イギリスでチェック柄の布を踏みつける表現してみろ 柄ごとにどこぞの家の家紋扱いとか有るからくっそ炎上するぞ
海外ブランドならそこらへんの知識はあると思うんだが、イタリア発祥で60年程度しか歴史ないと配慮も至らんのかもね。
問題とされる動画(炎上後、公式サイトや各種SNSより削除済み) pic.twitter.com/nFS6KOoWfr
— 滝沢ガレソ🌈🌱 (@takigare3) 2021年3月29日
まあ、着物好きでない人でも「なんとなく嫌だ」と思う人がいても当然だし、ヴァレンティノというブランドに対しても、こういう反応が出ること自体も不思議ではない。
絨毯でもない布を、しかも民族衣装の布を、こういう風に扱うセンスはファッションブランドとして「無い」わぁ…w
キレイな布なのにもったいないなあ これでエコについての意識も高いとか言われだしたら鼻で笑う
民族衣装は最上位の礼服だってファッション業界の人間でも知らないんだろうか アイデンティティ絡む物、雑に扱ったらそりゃ炎上するって
どんな広告も何が炎上するかわからないってこのご時世いろいろ痛い目みただろうに…民族衣装とか他国の文化に関係するものなんてめっちゃデリケートなもんだろうに…日本人のモデルに帯踏んづけさせて何を表現したかったんじゃヴァレンティノ…
職人の手仕事を足蹴にする企業がまともなものを作れるとは思えませんねえ。
民族衣装の国を変えてみてどういう反応があるのかって考えたらヤバさがわかると思うが。
それこそBLMだなんだで大盛りあがりな昨今の状況からして、アフリカの民族衣装でやったら、たとえ踏んでるのが同じ国のモデルだとしてもぶっ叩かれるところですまない大炎上になると思うがね。
だから、慌ててヴァレンティがキャンペーンを中止して、動画を削除することについても不思議はないのだけれど、あれを「映画『草迷宮』をインスピレーション源に撮影」と言われると、おいおい、という気分になるのね。
あれのいったいどこが「草迷宮」なんだって感じですね。

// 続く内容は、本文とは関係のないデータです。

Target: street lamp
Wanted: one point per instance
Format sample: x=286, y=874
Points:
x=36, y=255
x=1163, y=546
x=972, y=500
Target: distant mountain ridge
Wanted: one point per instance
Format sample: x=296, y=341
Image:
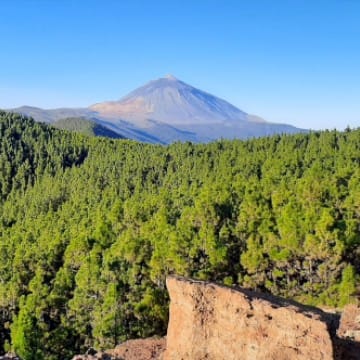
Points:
x=167, y=110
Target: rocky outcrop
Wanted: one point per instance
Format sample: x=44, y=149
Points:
x=212, y=322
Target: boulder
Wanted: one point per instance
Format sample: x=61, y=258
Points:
x=212, y=322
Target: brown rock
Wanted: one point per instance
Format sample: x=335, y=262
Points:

「草迷宮」って寺山修司の美意識と才能あっての映画だから、寺山修司の意図を理解していないと、海上に出ている部分だけを見て氷山の大きさを理解していると思っているような理解になってしまうんでしょうね。
オマージュやパロディって、制作側に元作品への愛と敬意がどれだけあるかモロにでてしまうから難しいんですよね。
愛と敬意がなくても、理解があればまだいいのだけれど、これ元作品もあまり理解していないよね。
あれねえ、「帯の上を走って逃げる」というのは帯が象徴してるものがあるのよ。
だから「帯の上を走って逃げる」が説得力があるんでねえ。
あれは、どちらかというと「帯に導かれて逃げる」なんですよ。意味が分かっていないで、形だけを似せているから帯が象徴するものへの敬意ではなく侮辱になっているの。
https://youtu.be/91VN172ejOE?t=505
カメラマンが外国人だから、寺山修司の意図を読み取れなかったかもしれないけれど、スタッフには日本人がいましたよねえ。
「草迷宮」を観ていなかった人がほとんどなのかな?資料として差し出された写真だけを見て判断したのかな?
寺山修司はすごくアンビバレントな愛情表現をする人で別の作品についても、川本三郎が「夢の日だまり」の中でこう評しているんですよね。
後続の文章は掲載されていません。